Today we meet Mary and her dog Arlo from Reno, Navada. Mary shares her experience raising a puppy that was born blind and deaf due to a genetic condition called Double Merle.
Could you tells about Arlo's disability?
Arlo was born blind and deaf due to a genetic condition called "double merle." Basically, when two dogs with merle color coats are bred each puppy has a chance of receiving two copies of that coat color gene which leads to a pigment deficiency. The development of the inner ear and eyes are dependent on pigment and so these dogs are commonly born with impairments in hearing and sight. In Arlo's case, he was born deaf and with microphthalmia which caused his eyes to be underdeveloped. Their size is so small that they cannot protrude past his third eyelid, but they can detect light and shadows.
What is daily life like with a deaf and blind dog?
I wake up early every day because house training Arlo has been difficult (you can't say "no" to a dog who can't see or hear) and if I wake up early enough I catch him before he has an accident. Then I go back to sleep and wake up again at a more reasonable time. I should point out that, while I have heard one other person had this problem with their blind/deaf dog, it isn't a problem for most of the blind/deaf dog owners I know. Once I've woken up for good I usually curl up on the couch with the dogs for a while and read the news on my phone. Arlo doesn't like being away from us all night and I think it's nice to start the day with togetherness. I then will feed the dogs, make my own breakfast, and get ready for the day. Arlo and his sister tend to hang around and check on me once in a while as I do. In the summer when it's hot out we also walk the dogs early in the morning to beat the heat!
I usually spend evenings watching TV, reading, or working on crafts, all of which I can do with Arlo because his favorite thing to do is be in physical contact with me in some way. He usually picks a bone or antler to chew on to occupy himself while I do my activity. Once in a while he'll get wound up and irritate his sister (he's still a puppy) and then he calms back down again and sits on my feet, under my legs, or pushed up against my hip depending on where we are.
We always have one or two active outings planned during the weekend as opposed to our more boring neighborhood walks during the week. Arlo can go on mild to moderate hikes as long as the footing stays reasonably consistent throughout, or sometimes we'll go for long walks around town or take the dogs to the dog park, although Arlo has been touchy about new dogs recently. When we're not out we are spending time doing our hobbies in the house, which are fairly inactive, and so Arlo will stay close as he does in the evenings. My husband and I do go out on our own as well, and even though Arlo doesntike it he's fine being left at home for several hours at a time.
Are there any useful products for blind or deaf dogs that you recommend?

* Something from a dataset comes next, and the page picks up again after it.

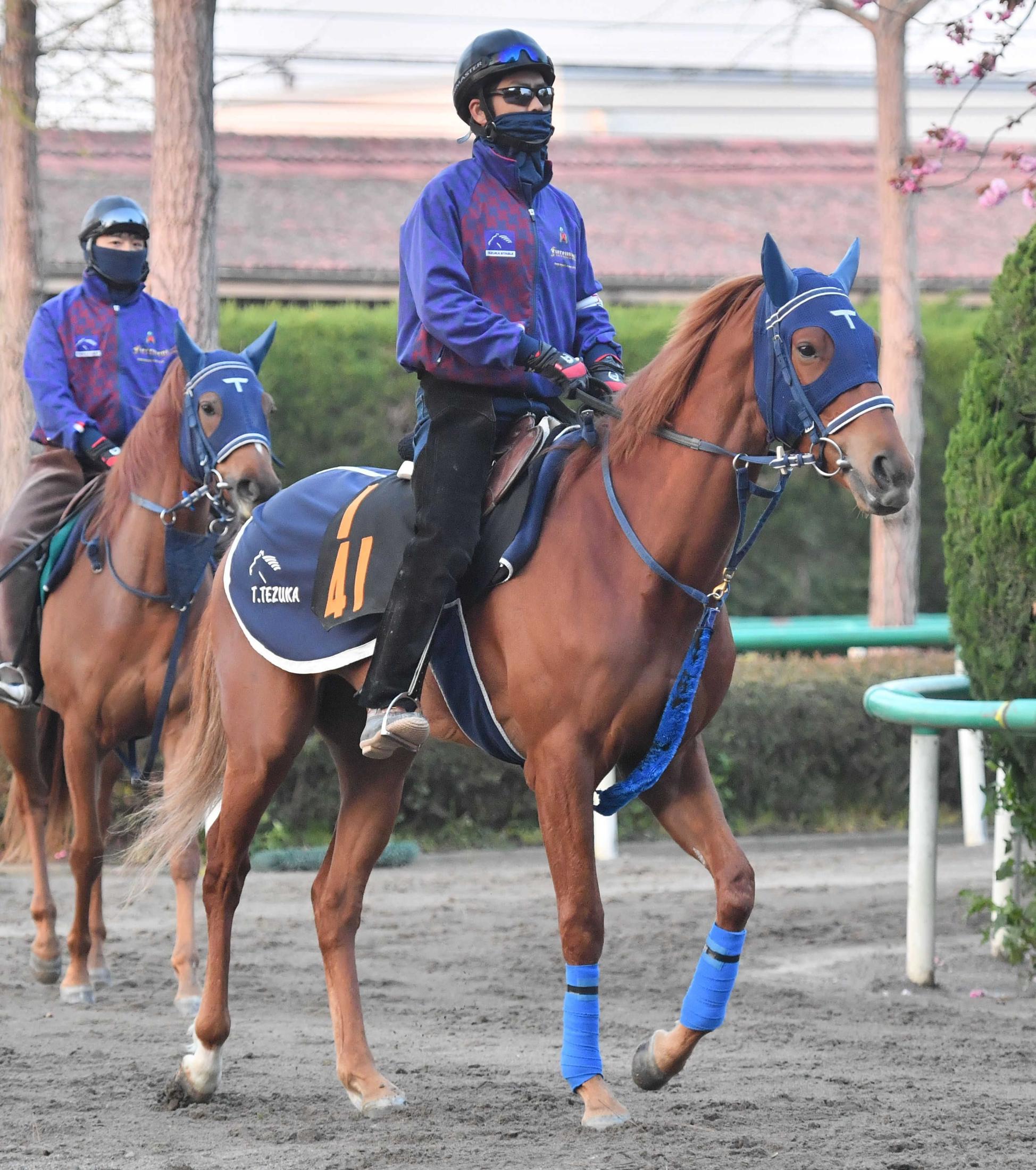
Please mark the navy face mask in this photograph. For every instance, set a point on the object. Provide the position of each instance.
(235, 378)
(792, 300)
(525, 137)
(119, 267)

The first tip with a blind dog is to not intervene when they are getting an understanding of their surroundings and bumping into things. It's hard to watch, I know, but it's how they learn, map, and understand the world. This is probably different for a dog that loses its vision and hearing, but for dogs born this way just let them make mistakes (as long as they aren't in actual danger).
Don't buy them a bumper or halo: touch is one of the few senses they have left and they need to feel things to get information. If they have a big piece of wire or plastic around their body that's one more sense that has been robbed of them.

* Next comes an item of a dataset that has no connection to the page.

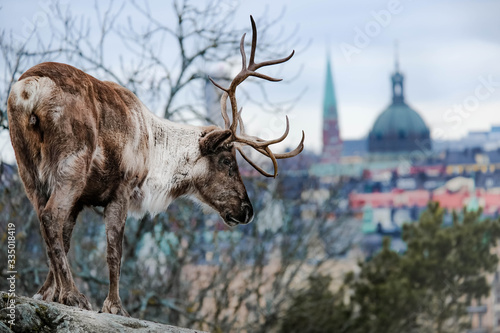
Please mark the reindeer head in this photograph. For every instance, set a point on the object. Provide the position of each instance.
(223, 189)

The next thing is that you need to develop a language between you and your dog. You need to be able to read their body language and train them to understand what your touches mean. It's totally possible and not too different from the way you would train a hearing/sighted dog!

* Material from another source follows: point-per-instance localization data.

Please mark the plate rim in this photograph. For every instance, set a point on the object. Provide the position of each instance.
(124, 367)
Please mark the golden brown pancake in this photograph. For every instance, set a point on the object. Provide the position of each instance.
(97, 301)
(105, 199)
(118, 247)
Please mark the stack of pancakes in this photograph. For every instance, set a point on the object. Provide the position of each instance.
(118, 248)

Finally, as far as products, slow feeder bowls double as a puzzle/mental stimulation game for blind dogs, and we have had a great experience with a front lead harness as it helps us direct Arlo where to walk. Placing a mat by the back door also helps Arlo navigate his way in and out of the house.
What advice would you offer someone who is considering caring for a blind and deaf dog?
Find experts on dog behavior and positive reinforcement training! Learning how to communicate with your dog is important for any dog owner, and for a deaf and blind dog it is especially important as their modes of communication are so much more limited. Again, it's totally possible and not even very difficult, but it's unique and takes creativity and so experts are an amazing asset!
Another suggestion I would give is to follow and reach out to people with blind and deaf dogs on social media. My experience has been that they are very happy to talk about their dogs and give you advice in the areas where you have concern.
I remember when I first saw Arlo's picture online and fell in love with him I was afraid I couldn't handle a blind and deaf dog no and so I dove into research. There were only a few resources and they didn't seem thorough enough so I reached out to his rescue to inquire further. The woman who runs the rescue, and has a blind and deaf great dane, assured me that it wasn't very different from having a seeing and hearing dog. She was right!
I know I just outlined all the things that are different about having a blind and deaf dog, but if I could list the things that are the same the list would go on forever! They really are just dogs at the end of the day.